Search code examples
c++rspatstat

Convert spatstat functions to C++ to circumvent memory-limitation


I am using spatstat to estimate the risk of pest introduction and spread from roads, highways, and other roadways. However, I believe I am running into memory-limitation issues; my data is at a continental scale and my computer only has 16 GB of memory. The warning message I receive when running spatstat's as.owin() and density.psp() functions is:

Error: cannot allocate vector of size X.X. Gb

Some colleagues of mine have suggested I might be able to lessen the memory-burden by converting the spatstat functions as.owin() and density.psp() to execute via C++ with the rcpp package. This technique is well outside of my comfort zone and I was hoping to get a sense from StackOverflow on whether or not it's even feasible before I dedicate many hours to it.

Specifically, my questions are:

  1. Has anyone converted spatstat functions to C++?
  2. How have other spatstat users worked around memory-limitation issues?

Any help and guidance would be greatly appreciated.

Many thanks,

Josh


Solution

  • Firstly I strongly agree with the poster who said that the quick fix is not to edit the code but to throw more computing resources at the existing code. It can be fiddly to use a cloud computing service, but it will take much more time to re-implement, test, and validate a completely new source code.

    But anyway:

    The first thing to check is whether the pixel images that you want to create are too big to store in R memory at all. Try just creating Z <- as.im(R, dimyx=d) where R is a rectangle containing your spatial domain and d is the dimensions (rows, columns) of the desired image. If that fails with a message about memory limits, then you're going to need a bigger boat -- I mean, computer.

    The function density.psp has options method="FFT" (the default) and method="C". Have you tried both of these?

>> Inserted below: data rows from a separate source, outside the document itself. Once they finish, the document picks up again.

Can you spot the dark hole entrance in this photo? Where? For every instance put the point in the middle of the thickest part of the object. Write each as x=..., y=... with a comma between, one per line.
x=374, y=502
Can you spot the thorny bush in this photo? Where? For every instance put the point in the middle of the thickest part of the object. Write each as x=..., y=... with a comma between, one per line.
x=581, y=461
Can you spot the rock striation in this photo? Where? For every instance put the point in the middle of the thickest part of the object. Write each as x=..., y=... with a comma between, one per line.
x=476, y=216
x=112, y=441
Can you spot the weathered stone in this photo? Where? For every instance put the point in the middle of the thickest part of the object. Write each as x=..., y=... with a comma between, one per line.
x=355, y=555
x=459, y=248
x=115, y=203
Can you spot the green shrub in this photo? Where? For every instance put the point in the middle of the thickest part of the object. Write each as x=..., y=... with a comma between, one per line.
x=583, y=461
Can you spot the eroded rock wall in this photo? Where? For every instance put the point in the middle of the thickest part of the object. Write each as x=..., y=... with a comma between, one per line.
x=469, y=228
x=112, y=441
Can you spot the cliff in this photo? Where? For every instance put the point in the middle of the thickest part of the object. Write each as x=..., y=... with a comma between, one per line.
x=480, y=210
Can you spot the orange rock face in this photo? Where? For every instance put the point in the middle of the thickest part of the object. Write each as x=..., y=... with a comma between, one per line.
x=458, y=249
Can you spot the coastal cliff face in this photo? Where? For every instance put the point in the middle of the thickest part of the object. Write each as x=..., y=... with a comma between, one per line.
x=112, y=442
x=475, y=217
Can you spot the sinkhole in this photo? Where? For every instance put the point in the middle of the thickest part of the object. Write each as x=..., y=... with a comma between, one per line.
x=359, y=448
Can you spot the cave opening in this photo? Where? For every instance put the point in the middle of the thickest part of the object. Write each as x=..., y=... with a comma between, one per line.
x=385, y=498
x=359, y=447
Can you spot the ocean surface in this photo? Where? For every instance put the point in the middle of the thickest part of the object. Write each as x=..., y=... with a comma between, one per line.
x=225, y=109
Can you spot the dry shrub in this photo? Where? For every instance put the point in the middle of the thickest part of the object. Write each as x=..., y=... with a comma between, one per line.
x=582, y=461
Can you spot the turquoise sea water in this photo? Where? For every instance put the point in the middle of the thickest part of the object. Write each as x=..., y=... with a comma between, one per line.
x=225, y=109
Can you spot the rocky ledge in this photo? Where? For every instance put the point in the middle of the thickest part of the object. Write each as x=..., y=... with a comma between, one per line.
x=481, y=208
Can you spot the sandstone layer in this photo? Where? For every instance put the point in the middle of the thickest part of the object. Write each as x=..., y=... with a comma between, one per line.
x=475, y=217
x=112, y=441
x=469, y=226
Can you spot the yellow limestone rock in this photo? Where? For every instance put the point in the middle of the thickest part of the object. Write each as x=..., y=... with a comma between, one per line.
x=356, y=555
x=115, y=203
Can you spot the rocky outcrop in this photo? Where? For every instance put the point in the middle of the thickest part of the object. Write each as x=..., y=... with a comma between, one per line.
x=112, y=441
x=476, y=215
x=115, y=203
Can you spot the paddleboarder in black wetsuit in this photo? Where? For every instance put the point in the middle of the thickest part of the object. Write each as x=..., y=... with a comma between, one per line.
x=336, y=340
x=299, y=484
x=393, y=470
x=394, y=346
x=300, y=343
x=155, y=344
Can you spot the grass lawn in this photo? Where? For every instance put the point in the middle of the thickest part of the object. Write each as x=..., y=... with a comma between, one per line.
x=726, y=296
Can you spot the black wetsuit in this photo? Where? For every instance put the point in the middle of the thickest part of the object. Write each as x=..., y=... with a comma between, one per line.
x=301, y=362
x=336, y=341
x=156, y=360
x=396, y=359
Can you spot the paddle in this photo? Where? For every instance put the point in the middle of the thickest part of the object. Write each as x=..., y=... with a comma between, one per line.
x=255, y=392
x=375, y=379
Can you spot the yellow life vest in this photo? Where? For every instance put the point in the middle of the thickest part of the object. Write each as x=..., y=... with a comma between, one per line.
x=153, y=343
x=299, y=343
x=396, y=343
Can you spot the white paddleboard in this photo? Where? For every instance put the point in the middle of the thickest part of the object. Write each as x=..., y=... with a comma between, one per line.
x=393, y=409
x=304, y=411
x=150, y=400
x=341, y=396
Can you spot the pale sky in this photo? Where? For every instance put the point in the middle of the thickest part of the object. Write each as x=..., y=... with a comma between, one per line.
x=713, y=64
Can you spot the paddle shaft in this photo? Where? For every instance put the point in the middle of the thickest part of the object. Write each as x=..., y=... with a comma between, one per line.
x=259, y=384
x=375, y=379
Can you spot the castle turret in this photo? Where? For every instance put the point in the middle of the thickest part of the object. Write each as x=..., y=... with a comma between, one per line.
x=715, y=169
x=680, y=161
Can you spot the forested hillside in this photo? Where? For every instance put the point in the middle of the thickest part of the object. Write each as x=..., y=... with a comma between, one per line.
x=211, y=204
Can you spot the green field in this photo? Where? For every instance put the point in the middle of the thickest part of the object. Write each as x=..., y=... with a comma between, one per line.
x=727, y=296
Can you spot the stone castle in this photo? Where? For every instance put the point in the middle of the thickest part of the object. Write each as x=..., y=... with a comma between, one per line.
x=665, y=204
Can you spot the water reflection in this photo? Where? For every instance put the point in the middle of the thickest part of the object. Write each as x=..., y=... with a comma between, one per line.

The FFT method uses more memory because it does the whole calculation in one enormous Fourier transform (after expanding the domain to several times its original size). The C method is a loop over all pixels and all segments; it is slower, but requires relatively little memory, apart from the storage for the output raster data. If method="C" fails because of insufficient memory, this would again suggest that the raster images you're trying to create are too large to store in R memory.

    The function as.owin is generic, with 28 methods. Which method is giving you trouble? What data are you converting to an owin?

    spatstat is already written in a mix of R, C and C++. We are constantly looking for ways to accelerate the code and reduce the memory demand. If you have identified a particular case where the code is slow, we would like to know the details. If you do spot a way to fix or accelerate some of the code, please share it.